Perhaps all our spring holidays are destined to have an ‘incident’ and if a bicycle accident is as bad as it gets on this trip then we are happy enough [although no incident at all would be better]. We were visiting the lovely town of Samobor, a short distance north-west of Zagreb and in a region famed for its wine and the grapes are grown in small strips of vineyards on the steep slopes. Samobor’s main square is packed with cafes, many of them serving the local speciality cakes, kremsnita, a light and fluffy version of a vanilla slice. These are delicious and we tucked in to a slice each while considering how friendly all the Croatian people we had met were. In every cafe and campsite people had been helpful and welcoming and also pleased when we used our four words of Croatian. We speculated whether Croatian people were naturally nice or if all these people were just good at their tourism jobs.
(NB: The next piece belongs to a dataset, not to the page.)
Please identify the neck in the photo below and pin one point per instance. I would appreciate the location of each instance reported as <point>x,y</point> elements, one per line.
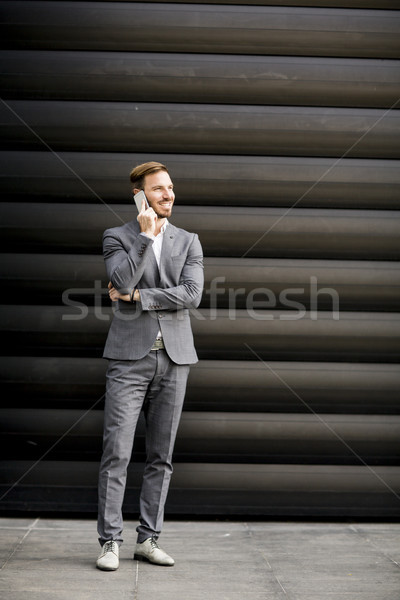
<point>159,225</point>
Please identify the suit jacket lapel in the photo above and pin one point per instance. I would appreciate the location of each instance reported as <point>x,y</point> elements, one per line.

Our lovely campsite was a two kms easy cycle ride in to Samobor’s town centre along flat roads. Climbing back on our bikes after our cakes we found the one-way system took us up a hill and as we then descended a steep residential street a breeze caught my much loved Portuguese sunhat I was wearing and I stupidly put a hand up to save the hat. At that moment time went in to slow motion as it dawned on me that I was losing control of my bike and I was going to hit the tarmac.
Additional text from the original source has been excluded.